Quoi, un polar guadeloupéen ? Écrit par un Guadeloupéen ? Silence ! Lisez les premières lignes :  « Imagine-toi le réveil, sauvage, le pied du gros babylone dans la gueule : "Police, personne ne bouge !" L’épaisse botte noire lustrée avec la semelle en caoutchouc dur sur la joue que maman t’a donnée, sur les lèvres que ta mère a portées neuf mois durant dans son ventre… » Le pire est que le représentant de la mère patrie a marché dans un « caca chien ».

Brett Easton Ellis, allez vous rhabiller. James Hadley Chase, couché ! Raymond Chandler, lis ! Ouais, ça commence comme un polar, si on peut dire ça.  Allez réveiller Franz Fanon, qu’il écoute.


« Imagine-toi, 5 heures du matin : "Bouge pas connard !" » Il y a donc eu un meurtre, non, trois.
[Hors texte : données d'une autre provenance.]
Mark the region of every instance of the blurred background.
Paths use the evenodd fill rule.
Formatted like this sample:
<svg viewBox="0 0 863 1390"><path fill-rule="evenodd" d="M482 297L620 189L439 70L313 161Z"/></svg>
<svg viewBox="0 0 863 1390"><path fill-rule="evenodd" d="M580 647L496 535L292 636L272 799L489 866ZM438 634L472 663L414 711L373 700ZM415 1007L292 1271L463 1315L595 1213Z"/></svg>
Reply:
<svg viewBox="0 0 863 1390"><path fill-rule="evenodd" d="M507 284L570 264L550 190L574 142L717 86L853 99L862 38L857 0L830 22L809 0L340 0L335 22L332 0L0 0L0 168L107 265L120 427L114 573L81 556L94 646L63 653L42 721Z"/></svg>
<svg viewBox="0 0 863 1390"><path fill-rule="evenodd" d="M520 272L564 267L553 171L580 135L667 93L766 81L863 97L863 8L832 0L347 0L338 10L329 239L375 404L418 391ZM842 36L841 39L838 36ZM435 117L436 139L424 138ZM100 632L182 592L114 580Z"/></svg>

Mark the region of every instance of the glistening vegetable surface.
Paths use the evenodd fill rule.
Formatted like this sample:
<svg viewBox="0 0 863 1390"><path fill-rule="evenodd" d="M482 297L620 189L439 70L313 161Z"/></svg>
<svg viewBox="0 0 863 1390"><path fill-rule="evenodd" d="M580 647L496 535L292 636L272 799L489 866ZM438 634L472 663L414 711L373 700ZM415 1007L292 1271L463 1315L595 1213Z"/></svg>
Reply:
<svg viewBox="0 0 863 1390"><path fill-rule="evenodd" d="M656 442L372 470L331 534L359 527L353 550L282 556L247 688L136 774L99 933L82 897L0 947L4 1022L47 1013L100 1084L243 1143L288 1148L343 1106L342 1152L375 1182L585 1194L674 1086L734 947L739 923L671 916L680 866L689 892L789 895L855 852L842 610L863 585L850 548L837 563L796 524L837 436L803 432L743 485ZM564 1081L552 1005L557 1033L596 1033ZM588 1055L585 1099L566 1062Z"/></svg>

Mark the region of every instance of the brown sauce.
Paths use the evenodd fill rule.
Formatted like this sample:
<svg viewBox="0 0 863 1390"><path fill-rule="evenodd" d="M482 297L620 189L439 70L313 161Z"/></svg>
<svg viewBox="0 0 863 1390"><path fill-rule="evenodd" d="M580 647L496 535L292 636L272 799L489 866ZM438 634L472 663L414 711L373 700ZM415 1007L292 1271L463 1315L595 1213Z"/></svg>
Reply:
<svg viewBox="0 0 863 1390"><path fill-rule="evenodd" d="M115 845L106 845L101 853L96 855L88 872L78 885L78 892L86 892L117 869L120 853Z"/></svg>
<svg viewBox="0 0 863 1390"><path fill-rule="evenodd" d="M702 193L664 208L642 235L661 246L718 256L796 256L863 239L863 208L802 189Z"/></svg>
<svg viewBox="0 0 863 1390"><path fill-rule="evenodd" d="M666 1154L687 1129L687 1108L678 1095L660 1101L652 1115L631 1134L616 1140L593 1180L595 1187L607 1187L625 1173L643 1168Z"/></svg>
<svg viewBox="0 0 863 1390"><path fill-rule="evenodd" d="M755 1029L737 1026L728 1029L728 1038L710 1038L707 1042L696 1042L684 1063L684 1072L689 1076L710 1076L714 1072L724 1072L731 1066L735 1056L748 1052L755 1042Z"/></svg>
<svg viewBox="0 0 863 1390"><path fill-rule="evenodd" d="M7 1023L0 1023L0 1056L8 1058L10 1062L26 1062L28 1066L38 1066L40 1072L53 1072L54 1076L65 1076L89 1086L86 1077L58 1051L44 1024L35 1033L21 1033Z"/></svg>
Et Bobby pour les amis, M. Albert Gouti, professeur de sciences physiques, est un suspect. Un suspect sympathique, si bien bâti qu’il prévient les femmes qui s’allongent près de lui : « Chérie, fais attention à ne pas te blesser. » L’enquête va se poursuivre, avec violence, jusqu’à la dernière page et traverser la Guadeloupe et la société guadeloupéenne. À cette page-là, on s’avise qu’elle était vraiment la dernière : ce n’était pas vraiment un polar, mais un roman tragique.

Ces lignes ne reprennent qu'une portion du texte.